1. At its forty-first session, the Commission on Human Rights adopted resolution 1985/33, in which it decided to appoint a special rapporteur to examine questions relevant to torture. Since then the mandate has been renewed by Commission resolutions 1986/50, 1987/29, 1988/32, 1990/34 and 1992/32. In resolution 1992/32, the Commission extended the mandate for a period of three years. In pursuance of these resolutions, the Special Rapporteur submitted annual reports to the Commission, which are contained in documents E/CN.4/1986/15, E/CN.4/1987/13, E/CN.4/1988/17 and Add.1, E/CN.4/1989/15, E/CN.4/1990/17 and Add.1, E/CN.4/1991/17, E/CN.4/1992/17 and Add.1 and E/CN.4/1993/26.

2. In its resolution 1993/40, the Commission took note of the resignation of Mr. P. Kooijmans as Special Rapporteur and requested the Chairman, after consultations within the Bureau, to appoint an individual of recognized international standing as his successor. As a result, Mr. Nigel S. Rodley (United Kingdom) was appointed Special Rapporteur.

3. In conformity with resolutions 1992/32 and 1993/40, the newly appointed Special Rapporteur hereby presents his first report to the Commission. Chapter I deals with a number of aspects pertaining to the mandate and methods of work.
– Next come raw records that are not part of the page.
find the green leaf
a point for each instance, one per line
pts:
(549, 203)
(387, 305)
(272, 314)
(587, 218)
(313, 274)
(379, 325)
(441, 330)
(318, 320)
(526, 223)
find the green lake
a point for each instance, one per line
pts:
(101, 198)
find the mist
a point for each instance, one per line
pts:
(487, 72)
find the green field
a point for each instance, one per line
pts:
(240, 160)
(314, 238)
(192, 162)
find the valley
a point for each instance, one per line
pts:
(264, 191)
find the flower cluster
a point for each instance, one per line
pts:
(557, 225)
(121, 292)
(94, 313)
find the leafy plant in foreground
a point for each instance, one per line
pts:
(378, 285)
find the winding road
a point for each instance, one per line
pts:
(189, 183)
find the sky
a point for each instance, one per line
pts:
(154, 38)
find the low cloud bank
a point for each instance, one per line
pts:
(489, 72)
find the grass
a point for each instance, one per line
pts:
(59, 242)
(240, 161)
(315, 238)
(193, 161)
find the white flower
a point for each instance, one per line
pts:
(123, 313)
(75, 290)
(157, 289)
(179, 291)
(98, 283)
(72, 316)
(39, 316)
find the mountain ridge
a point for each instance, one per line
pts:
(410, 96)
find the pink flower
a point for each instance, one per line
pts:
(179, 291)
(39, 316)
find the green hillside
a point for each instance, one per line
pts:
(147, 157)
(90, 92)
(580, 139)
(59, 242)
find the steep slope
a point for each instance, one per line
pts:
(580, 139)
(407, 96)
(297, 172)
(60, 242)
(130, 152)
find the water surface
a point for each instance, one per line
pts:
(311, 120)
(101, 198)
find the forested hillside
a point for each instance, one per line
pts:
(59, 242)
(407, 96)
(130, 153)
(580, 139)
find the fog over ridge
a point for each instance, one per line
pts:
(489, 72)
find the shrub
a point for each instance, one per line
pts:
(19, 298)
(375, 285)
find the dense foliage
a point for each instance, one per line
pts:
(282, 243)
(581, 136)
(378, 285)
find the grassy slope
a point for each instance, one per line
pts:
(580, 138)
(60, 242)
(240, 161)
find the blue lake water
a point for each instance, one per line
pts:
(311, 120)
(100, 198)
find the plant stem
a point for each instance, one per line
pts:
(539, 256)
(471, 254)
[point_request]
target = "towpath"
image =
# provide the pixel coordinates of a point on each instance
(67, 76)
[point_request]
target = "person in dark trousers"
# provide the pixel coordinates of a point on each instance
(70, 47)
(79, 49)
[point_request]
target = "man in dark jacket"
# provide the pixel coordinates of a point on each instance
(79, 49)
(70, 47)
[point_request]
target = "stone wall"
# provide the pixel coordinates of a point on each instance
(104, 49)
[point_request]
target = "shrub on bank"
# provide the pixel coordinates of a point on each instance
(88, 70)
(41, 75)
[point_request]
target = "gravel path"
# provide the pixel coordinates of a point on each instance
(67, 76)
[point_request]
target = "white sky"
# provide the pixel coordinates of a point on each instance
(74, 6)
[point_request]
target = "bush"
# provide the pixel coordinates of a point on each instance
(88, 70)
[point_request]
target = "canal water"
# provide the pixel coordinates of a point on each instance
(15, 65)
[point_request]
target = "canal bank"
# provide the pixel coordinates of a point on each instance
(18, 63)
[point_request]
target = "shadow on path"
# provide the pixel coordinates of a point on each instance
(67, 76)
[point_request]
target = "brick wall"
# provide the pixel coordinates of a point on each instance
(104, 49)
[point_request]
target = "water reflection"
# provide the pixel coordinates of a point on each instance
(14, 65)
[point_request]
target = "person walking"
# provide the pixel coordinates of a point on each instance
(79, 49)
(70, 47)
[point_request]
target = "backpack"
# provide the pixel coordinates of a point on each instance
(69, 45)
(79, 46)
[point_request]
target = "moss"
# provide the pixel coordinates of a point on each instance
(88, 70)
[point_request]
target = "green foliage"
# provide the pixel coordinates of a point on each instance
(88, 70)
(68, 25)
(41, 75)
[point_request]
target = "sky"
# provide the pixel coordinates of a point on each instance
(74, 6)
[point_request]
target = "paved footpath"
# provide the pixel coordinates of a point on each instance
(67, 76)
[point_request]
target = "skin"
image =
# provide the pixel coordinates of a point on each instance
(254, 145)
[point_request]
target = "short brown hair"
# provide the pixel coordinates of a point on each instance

Chapter II consists mainly of a review of the information transmitted by the Special Rapporteur to Governments, as well as the replies received, from 15 December 1992 to 15 December 1993. Chapter III contains conclusions and recommendations.
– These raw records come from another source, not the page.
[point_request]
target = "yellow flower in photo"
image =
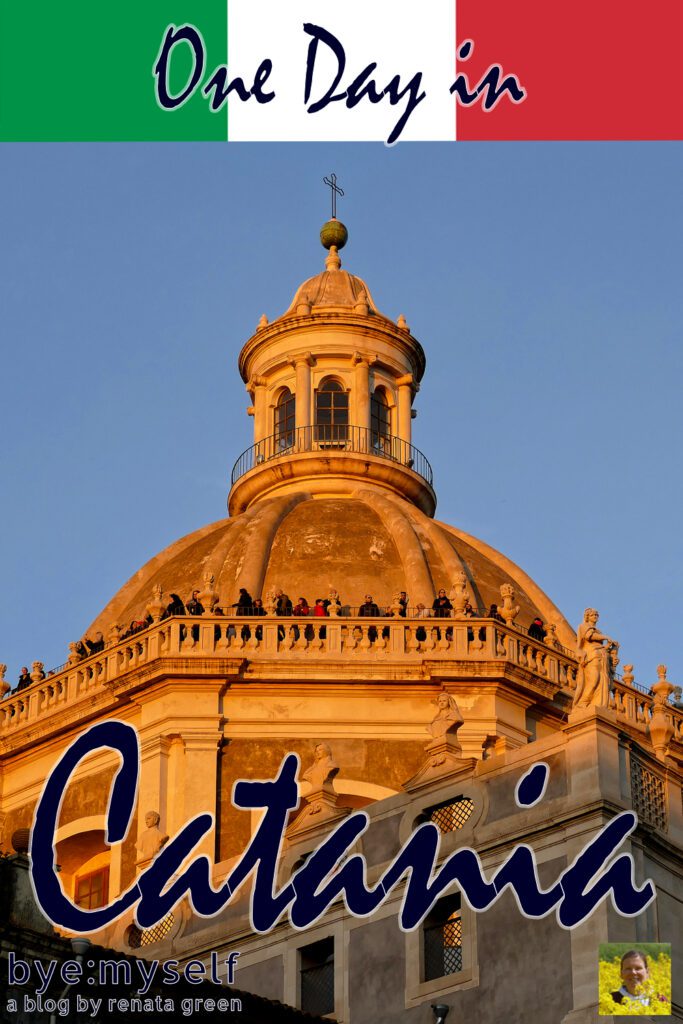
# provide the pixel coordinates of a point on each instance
(650, 998)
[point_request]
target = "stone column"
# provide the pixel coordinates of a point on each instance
(302, 365)
(404, 401)
(361, 389)
(154, 792)
(201, 766)
(257, 386)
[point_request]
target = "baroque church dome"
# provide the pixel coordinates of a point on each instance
(333, 493)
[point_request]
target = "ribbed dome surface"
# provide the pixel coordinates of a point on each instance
(370, 543)
(334, 290)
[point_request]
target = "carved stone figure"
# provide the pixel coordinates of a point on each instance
(208, 595)
(447, 718)
(114, 634)
(152, 840)
(660, 727)
(323, 769)
(596, 654)
(508, 612)
(157, 607)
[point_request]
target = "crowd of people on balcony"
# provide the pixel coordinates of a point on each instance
(283, 606)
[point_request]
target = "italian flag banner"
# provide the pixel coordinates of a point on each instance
(359, 71)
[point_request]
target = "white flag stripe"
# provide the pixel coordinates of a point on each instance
(401, 37)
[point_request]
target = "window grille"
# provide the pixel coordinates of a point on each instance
(317, 977)
(92, 890)
(453, 815)
(138, 937)
(443, 939)
(332, 413)
(647, 796)
(379, 419)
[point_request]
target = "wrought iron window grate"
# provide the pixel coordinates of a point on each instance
(138, 937)
(647, 796)
(317, 977)
(443, 947)
(452, 816)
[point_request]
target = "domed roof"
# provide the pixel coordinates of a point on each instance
(370, 543)
(333, 289)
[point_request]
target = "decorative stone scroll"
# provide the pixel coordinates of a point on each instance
(321, 807)
(444, 755)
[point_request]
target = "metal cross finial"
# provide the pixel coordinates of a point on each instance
(336, 190)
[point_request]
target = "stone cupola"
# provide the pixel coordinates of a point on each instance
(332, 383)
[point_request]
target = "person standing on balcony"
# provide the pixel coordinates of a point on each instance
(175, 607)
(370, 608)
(244, 603)
(283, 603)
(495, 613)
(25, 679)
(441, 606)
(195, 607)
(537, 630)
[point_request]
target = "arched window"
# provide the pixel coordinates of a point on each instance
(285, 419)
(379, 418)
(332, 413)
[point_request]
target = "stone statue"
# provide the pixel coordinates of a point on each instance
(114, 635)
(323, 769)
(596, 654)
(447, 718)
(208, 595)
(157, 607)
(152, 840)
(508, 612)
(660, 725)
(459, 597)
(270, 602)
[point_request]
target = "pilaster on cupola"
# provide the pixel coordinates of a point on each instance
(332, 383)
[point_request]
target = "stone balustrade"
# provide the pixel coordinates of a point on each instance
(635, 706)
(325, 639)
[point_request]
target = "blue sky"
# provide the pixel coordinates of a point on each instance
(544, 282)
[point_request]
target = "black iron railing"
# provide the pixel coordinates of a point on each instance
(332, 438)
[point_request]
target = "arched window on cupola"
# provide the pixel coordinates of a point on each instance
(332, 413)
(285, 420)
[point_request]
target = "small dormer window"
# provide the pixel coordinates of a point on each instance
(379, 419)
(285, 420)
(332, 413)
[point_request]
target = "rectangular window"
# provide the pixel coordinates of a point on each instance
(316, 973)
(91, 891)
(443, 939)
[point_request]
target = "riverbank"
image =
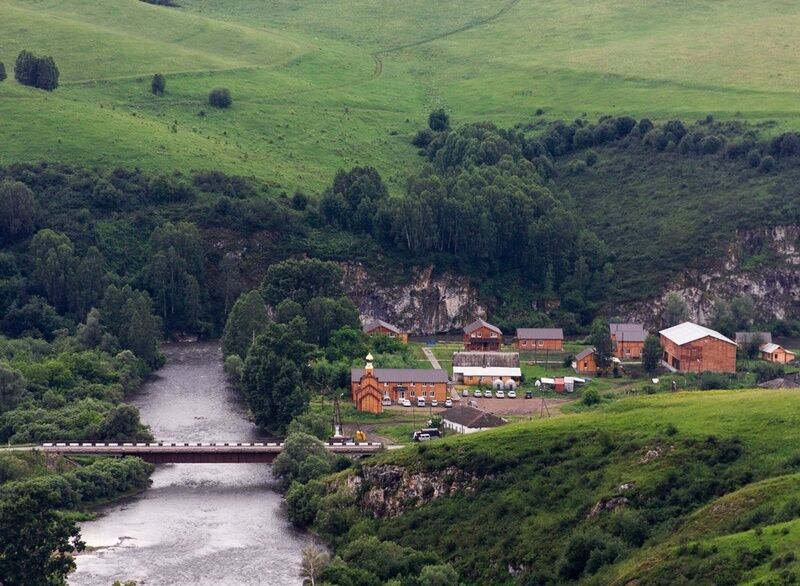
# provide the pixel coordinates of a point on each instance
(197, 523)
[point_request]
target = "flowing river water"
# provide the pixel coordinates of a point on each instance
(199, 524)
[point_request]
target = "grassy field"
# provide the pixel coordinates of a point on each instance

4. In addition to the above-mentioned resolutions, several other resolutions adopted by the Commission on Human Rights at its forty-ninth session are also pertinent within the framework of the mandate of the Special Rapporteur and have been taken into consideration in examining and analysing the information brought to his attention with regard to the different countries. These resolutions are, in particular:

(a) Resolution 1993/41, entitled "Human rights in the administration of justice", in which the Commission called upon its special rapporteurs and working groups to give special attention to questions relating to the effective protection of human rights in the administration of justice, in particular with regard to unacknowledged detention of persons, and to provide, wherever appropriate, specific recommendations in this regard, including proposals for possible concrete measures under advisory services programmes;

(b) Resolution 1993/45, entitled "Right to freedom of opinion and expression", in which the Commission invited the special rapporteurs to pay attention, within the framework of their mandates, to the situation of persons detained, subjected to violence, ill-treated or discriminated against for having exercised this right.
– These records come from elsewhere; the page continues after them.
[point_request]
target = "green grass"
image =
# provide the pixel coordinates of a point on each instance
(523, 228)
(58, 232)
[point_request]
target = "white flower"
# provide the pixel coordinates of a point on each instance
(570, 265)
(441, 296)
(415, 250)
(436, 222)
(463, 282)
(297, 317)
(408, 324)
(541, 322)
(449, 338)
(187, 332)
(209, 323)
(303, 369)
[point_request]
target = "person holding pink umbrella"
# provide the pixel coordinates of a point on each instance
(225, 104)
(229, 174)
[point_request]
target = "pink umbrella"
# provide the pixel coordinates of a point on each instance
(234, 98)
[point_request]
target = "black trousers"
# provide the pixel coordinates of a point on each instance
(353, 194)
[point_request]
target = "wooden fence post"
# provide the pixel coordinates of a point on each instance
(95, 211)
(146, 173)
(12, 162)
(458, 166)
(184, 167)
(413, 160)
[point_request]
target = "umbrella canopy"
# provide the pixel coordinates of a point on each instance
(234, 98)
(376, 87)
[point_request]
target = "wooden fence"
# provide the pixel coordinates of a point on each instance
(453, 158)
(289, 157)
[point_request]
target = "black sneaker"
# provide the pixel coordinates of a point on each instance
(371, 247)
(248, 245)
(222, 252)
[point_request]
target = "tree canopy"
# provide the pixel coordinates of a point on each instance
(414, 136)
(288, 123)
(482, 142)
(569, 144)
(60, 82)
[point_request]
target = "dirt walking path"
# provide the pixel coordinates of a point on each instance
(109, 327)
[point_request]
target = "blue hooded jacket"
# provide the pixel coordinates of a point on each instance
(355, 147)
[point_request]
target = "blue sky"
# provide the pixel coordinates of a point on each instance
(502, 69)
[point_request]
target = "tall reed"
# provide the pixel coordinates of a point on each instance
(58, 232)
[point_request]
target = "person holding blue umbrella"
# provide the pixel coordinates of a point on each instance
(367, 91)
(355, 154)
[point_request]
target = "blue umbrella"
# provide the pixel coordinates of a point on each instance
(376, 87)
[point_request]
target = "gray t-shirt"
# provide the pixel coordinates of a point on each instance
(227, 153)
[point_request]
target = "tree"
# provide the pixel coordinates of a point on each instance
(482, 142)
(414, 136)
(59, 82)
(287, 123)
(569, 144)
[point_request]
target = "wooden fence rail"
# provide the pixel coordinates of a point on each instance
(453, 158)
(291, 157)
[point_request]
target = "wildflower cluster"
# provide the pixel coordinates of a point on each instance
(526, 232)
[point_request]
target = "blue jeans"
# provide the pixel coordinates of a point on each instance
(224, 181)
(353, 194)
(c) Resolution 1993/46, entitled "Integrating the rights of women into the human rights mechanisms of the United Nations", in which the Commission requested all its special rapporteurs and working groups to include regularly and systematically in their reports available information on human rights violations affecting women;

(d) Resolution 1993/47, entitled "Human rights and thematic procedures", in which the Commission recommended that Governments that had invited any of the thematic special rapporteurs to visit their countries consider follow-up visits and encouraged Governments to respond expeditiously to requests for information so that the thematic special rapporteurs concerned might carry out their mandates effectively. It also encouraged Governments encountering problems in the field of human rights to cooperate more closely with the Commission through the pertinent thematic procedures, in particular by inviting a thematic special rapporteur or working group to visit their countries. It further encouraged the thematic special rapporteurs and working groups to follow closely the progress made by Governments in their investigations carried out within their respective mandates and requested them to include in their reports gender-disaggregated data, as well as comments on problems of responding and the results of analyses;

(e) Resolution 1993/48, entitled "Consequences for the enjoyment of human rights of acts of violence committed by armed groups that spread terror among the population and by drug traffickers", in which the Commission requested the Special Rapporteurs to continue paying particular attention to the adverse effect on the enjoyment of human rights of such acts of violence;

(f) Resolution 1993/64, entitled "Cooperation with representatives of United Nations human rights bodies", in which the Commission urged Governments to refrain from all acts of intimidation or reprisal against persons cooperating with representatives of United Nations human rights bodies, availing themselves of human rights protection procedures established under United Nations auspices or providing legal assistance for this purpose, as well as those who submit communications under procedures established by human rights instruments and relatives of victims of human rights violations. It also requested representatives of human rights bodies to continue to take urgent steps to help prevent the occurrence of such intimidation and reprisals.